Fig. 7(a) shows the proposed RBF circuit which is highly controllable with six parameters: $V_{ref1}$, $V_{ref2}$, $B[4:0]$, $I_{x}$, $Sel_{-} p$, $F_{-} Sel$. Since bias voltages $V_{ref1}$, $V_{ref2}$ define transient points of the V-I curve, their combination defines center and width of the RBF and approximated sigmoid function shape. Switches $B[4:0]$ controls $g_{m}$ of the curve; height is set by $I_{x}$, which is the binary switches $BS[4:0]$ in the current source; and up/down phase of the function is set by multiplexer $Sel_{-} p$. MUX, $F_{-} Sel$, and level shifter invert the input voltage domain to generate much sharp bump functions as described in [20][20]. Fig. 7(b) shows measured waveforms of the circuit. The circuit generates various shapes of RBF (black, red, green, blue) as well as sigmoid-shaped function depicted in purple dots where $V_{ref1}$ is 0 V and $V_{ref2}$ is 0.6 V. Moreover, it reduced $\Delta T$ noise error by 92.7% testing under [-37℃, 87℃], and achieved stable output current within ±0.2 V window of $\Delta V_{DD}$ where $V_{DD}$ is 1.2 V.

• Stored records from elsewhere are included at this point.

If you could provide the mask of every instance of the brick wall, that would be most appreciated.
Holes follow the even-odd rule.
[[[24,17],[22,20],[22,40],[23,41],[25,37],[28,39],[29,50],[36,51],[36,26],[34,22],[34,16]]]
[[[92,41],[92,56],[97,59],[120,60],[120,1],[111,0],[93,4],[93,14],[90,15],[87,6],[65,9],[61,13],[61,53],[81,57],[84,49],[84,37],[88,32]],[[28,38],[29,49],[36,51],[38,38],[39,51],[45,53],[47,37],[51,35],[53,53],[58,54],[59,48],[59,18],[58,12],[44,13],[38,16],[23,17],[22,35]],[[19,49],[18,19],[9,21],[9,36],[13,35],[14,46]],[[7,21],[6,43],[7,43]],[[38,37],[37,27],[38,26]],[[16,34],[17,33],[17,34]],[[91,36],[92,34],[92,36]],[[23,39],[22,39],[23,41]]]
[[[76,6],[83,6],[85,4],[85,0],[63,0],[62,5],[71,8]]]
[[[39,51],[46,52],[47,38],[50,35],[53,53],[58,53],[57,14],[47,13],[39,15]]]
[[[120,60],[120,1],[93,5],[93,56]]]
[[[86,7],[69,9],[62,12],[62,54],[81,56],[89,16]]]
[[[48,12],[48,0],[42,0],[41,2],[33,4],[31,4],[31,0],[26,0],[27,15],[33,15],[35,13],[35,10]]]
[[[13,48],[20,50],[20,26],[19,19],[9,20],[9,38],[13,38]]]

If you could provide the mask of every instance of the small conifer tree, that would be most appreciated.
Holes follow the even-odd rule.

Fig. 7. (a) The highly controllable RBF circuit with noise compensation, (b) Measured analog waveforms of RBFs show diversity of activation functions with noise compensation.

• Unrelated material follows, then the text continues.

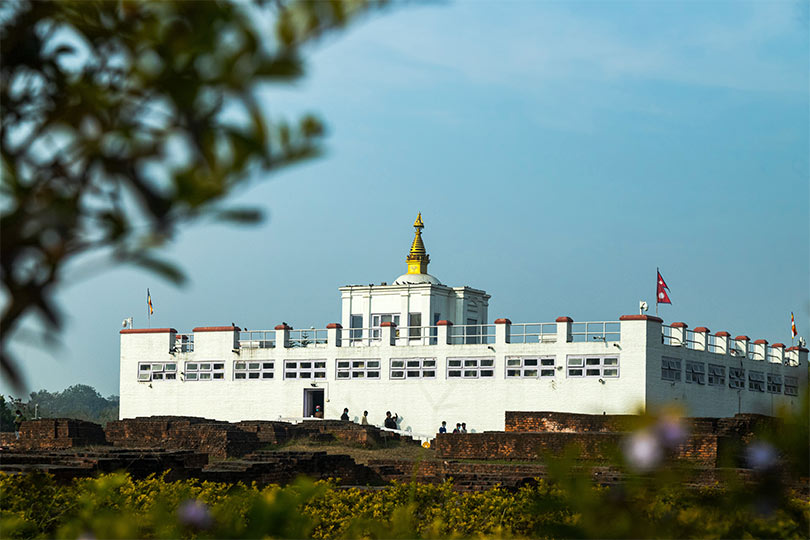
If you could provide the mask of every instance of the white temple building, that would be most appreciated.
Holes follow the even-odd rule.
[[[650,315],[512,323],[490,296],[428,273],[419,215],[407,272],[391,285],[341,287],[340,323],[243,332],[235,326],[121,330],[120,417],[359,421],[386,411],[417,435],[442,420],[503,430],[505,411],[773,415],[800,406],[807,349]]]

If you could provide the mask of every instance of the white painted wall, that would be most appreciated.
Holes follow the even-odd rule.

../../Resources/ieie/JSTS.2019.19.1.129/fig7.png

2. Digital Controller for Learning

Fig. 8 shows the digital controller that consists of a control unit, a learning unit, and a configuration memory which controls analog parameters through DAC bank. In the learning unit, the K-means Clustering Accelerator (KCA) and the Back Propagation Accelerator (BPA) are used for learning the RBF parameters and weights of the fully-connected layers. In RBFN-mode, the current multipliers in the first layer work as wire connection and the NNC FSM controller sets RBF parameters, which are trained from the KCA, to the analog core. The BPA consists of a 4-way SIMD Multiply-and-Accumulator arrays for back-propagation and a sum-of-squareddistance unit for loss computation. The KCA contains centroid unit that finds center of each cluster, or class, and a RBF identifier which finds the shape of the RBFs. The KCA is not used in MLP-mode and the NNC FSM Controller supervises correct weights via the current multiplier in the first layer. The learning unit is used only for on-line training of the weights, which means it is not necessarily used for feed-forward classification once the neural network parameters are trained.

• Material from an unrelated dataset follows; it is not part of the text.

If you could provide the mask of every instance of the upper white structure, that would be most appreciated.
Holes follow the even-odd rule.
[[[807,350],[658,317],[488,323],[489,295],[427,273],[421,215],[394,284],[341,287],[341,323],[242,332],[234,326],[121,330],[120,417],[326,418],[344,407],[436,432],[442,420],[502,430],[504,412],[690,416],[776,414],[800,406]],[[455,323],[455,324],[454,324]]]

Fig. 8. Digital controller architecture.

../../Resources/ieie/JSTS.2019.19.1.129/fig8.png

IV. IMPLEMENTATION & MEASUREMENT

Fig. 9 shows the chip micrograph and the performance summary of the proposed NNC processor. It is fabricated in 0.13 $\mu m$ CMOS process as a part of the mobile object recognition processor[8]. The NNC processor occupies 0.140 mm2 and consumes 2.20 mW running at 200 MHz for digital domain, while the whole SoC[8] occupies 25.0 mm2 and consumes 260 mW in average. The power consumption of the analog neural network core is only 723 $\mu W$ due to the current-mode circuits. Compared with conventional fully-digital implementation, the proposed processor saves area and power by 84.0% and 82.2%, respectively by utilizing mixed-mode architecture.

Fig. 9. Chip photograph and summary table.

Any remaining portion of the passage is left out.